Tras el parto, me llevaron a la sala 3. En ese lugar había dos mamás que habían parido a sus cuartos hijos, otra cuyo bebé estaba en la neonatología por una insuficiencia cardíaca y dos chicas peruanas que, al igual que yo, eran primerizas. Eran todas muy simpáticas e hicimos buenas migas. A ellas les llamaba la atención que yo hubiese ido a parar a un hospital para tener mi guagua, siendo profesional. Les conté que no alcancé a comprar el PAD y que no iba a encalillarme firmando cheques para pagar millones en una clínica por el solo hecho de tener a mi hijo ahí, y que si bien en una clínica la hotelería era mejor, la atención profesional, salvo contadas personas, acá no era mala.
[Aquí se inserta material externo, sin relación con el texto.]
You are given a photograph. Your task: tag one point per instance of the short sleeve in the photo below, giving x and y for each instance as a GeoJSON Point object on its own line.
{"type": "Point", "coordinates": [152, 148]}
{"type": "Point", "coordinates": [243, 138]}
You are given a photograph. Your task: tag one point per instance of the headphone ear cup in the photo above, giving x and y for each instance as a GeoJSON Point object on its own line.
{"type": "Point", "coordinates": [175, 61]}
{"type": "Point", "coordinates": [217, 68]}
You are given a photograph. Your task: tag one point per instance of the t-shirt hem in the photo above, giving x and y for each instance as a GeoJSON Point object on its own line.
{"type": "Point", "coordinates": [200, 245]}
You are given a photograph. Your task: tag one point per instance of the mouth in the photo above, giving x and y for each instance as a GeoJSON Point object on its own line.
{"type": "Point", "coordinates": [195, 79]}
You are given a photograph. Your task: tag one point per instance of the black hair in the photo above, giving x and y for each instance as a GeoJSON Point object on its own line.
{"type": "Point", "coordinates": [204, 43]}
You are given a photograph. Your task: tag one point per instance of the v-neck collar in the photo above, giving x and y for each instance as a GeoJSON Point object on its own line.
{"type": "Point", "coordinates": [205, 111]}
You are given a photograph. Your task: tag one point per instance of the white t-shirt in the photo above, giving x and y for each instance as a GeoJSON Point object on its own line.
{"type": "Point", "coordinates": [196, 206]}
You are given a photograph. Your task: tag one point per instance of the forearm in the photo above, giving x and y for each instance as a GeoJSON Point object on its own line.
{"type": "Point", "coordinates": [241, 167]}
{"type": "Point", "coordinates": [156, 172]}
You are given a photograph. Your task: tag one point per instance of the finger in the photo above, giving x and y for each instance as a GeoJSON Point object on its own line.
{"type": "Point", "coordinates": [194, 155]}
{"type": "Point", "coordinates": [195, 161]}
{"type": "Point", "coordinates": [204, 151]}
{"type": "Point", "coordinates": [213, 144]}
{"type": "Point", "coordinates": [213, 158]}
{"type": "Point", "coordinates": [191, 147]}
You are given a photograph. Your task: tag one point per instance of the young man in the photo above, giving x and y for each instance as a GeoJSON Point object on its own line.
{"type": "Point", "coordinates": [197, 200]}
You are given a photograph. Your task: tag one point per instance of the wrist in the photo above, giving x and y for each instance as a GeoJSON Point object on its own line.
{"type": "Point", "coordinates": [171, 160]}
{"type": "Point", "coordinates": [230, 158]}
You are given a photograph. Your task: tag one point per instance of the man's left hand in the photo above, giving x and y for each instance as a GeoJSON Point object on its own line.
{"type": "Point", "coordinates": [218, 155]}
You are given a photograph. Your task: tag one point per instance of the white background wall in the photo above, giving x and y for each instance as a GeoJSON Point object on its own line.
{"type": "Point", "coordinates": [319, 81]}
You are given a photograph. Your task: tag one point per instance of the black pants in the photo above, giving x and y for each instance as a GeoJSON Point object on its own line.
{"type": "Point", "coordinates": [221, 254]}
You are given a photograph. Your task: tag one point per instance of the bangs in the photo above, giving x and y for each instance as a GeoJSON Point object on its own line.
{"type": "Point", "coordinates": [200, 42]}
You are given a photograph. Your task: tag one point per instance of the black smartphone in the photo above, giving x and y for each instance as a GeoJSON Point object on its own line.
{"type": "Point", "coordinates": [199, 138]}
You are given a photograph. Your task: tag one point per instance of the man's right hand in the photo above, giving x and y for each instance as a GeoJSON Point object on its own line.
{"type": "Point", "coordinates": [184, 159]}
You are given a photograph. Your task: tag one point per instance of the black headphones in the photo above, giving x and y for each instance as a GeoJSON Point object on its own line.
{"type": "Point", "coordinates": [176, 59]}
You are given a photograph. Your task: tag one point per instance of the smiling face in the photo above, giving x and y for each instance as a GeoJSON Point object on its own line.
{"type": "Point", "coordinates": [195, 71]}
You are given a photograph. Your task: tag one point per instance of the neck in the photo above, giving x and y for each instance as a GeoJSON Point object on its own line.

Cuando me dieron el alta, al firmar mi egreso, el matrón de turno me dijo: "usted es periodista, por favor escriba un reportaje y de cuenta de las necesidades que acá tenemos, ya que las autoridades no nos pescan". Él se quejaba básicamente por tener que insistir por el envío de insumos médicos básicos, como gasas, algodón, alcohol o yodo, los cuales no llegaban a tiempo; de la falta de personal paramédico en los distintos turnos; y por los que hacen vista ciega a los grandes problemas sociales que se ven y viven en una maternidad. También hubo quejas por no contar con la tecnología acorde como, por ejemplo, un buen computador para emitir certificados médicos, dado que cuando redactó mi licencia postnatal demoró más de la cuenta por una falla en el programa computacional. Le prometí que lo haría. Y con esto cumplo mi promesa.
Carolina tiene 41 años. Es periodista y mamá de Martín de 2 años y 8 meses.